Cuando Thomas Edison estaba trabajando en la lámpara incandescente en 1879, supuestamente dijo: “Estamos llamando la atención en la luz eléctrica, mejor de lo que mi vívida imaginación concibió por primera vez. Dónde va a parar esto, solo Dios lo sabe”. Ese brillo celestial se detuvo la semana pasada. Sabíamos que llegaría el día en que se apagarían las luces, y con eso me refiero a la luz de la bombilla incandescente. A partir del 1 de agosto entraron en vigor las normas de la administración Biden: todos los focos deben cumplir ahora con los nuevos estándares de eficiencia. Si bien no prohíben explícitamente las bombillas incandescentes, estas regulaciones harán que sea muy difícil, si no imposible, que la vieja bombilla Edison pase la prueba.
Intelectualmente, estoy a bordo. Cuantas más regulaciones ambientales pueda imponer este país, mejor. Simplemente no existe una defensa razonable de las bombillas incandescentes. Las bombillas LED duran más, son más baratas a largo plazo y, ahora que su alto precio ha bajado, también lo son a corto plazo. Su uso generalizado reducirá significativamente las emisiones de carbono. Pero en contra de la razón, permítanme argumentar breve y fútilmente a favor de los beneficios estéticos, ambientales e incluso táctiles de la invención radiante de Edison. Primero, considere las alternativas. Cien veces me han dicho que las bombillas LED, con su froideur antinatural y su aura verde agria, ahora pueden simular todo tipo de brillo. Difícilmente soy la primera persona en notar que la luz LED simplemente se ve mal.

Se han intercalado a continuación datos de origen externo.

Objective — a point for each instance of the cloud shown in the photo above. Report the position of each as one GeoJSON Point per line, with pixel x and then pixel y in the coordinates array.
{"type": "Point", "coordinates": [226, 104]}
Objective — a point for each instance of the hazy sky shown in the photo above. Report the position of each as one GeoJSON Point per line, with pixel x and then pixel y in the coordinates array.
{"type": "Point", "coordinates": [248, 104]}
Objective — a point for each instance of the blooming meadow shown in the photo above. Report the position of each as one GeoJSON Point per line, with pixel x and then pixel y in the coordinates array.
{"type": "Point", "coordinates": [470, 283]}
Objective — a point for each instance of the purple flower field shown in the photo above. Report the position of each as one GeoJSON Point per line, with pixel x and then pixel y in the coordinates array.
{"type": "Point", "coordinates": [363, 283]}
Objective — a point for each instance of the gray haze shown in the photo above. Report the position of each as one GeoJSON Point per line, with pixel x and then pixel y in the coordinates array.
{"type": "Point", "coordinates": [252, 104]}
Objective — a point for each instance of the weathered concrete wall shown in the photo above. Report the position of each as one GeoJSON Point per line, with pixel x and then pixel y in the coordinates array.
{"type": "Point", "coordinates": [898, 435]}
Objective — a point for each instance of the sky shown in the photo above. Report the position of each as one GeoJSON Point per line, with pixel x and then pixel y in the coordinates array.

Las cosas iluminadas por LED (seres humanos, por ejemplo) también se ven mal, hoscos, incluso malvados. Hay poco hygge en una casa iluminada con LED. Las habitaciones exudan la palidez dolorosa de una secuencia desaturada en una película de Christopher Nolan. Y el LED es frío, no solo en términos de color, sino realmente frío.
La bombilla incandescente ha tenido sus inconvenientes. Nunca logré que probara una fiebre falsa como lo hizo Elliott en ET. Me dijeron repetidamente que no abrazara mi lámpara, pero ignoré esas advertencias. Solo unas pocas veces chamusqué algo, generalmente la manga de un pijama. No fue hasta la edad adulta que encendí algo por completo. Tenía que suceder. También maté numerosos insectos por poder con los magníficos sopletes halógenos de megavatios (adieu) que coloqué alrededor de mi casa, extinguiendo cualquier polilla lo suficientemente tonta como para acercarse.
Pero estos crímenes tuvieron lugar hace años, antes de la campana de advertencia de 2007, cuando George W. Bush firmó un conjunto de estándares de energía, inicialmente destinados a acabar con las bombillas incandescentes en 10 años. Mientras estuvo en el cargo, Donald Trump puso fin a muchas medidas a las que se oponían los grupos de la industria. Hasta el martes pasado, las bombillas anticuadas continuaron estando disponibles en línea, en tiendas de dólar y en tiendas especializadas en iluminación. Algunos todavía pueden estarlo. ¡Correr!
O simplemente sucumbir a la incandescencia menguante. Espera hasta la temporada de chimeneas. Aférrese a la buena noticia de que, según una lista separada de estándares de eficiencia propuestos, la odiosa luz fluorescente compacta también podría prohibirse pronto. Siempre tendremos velas.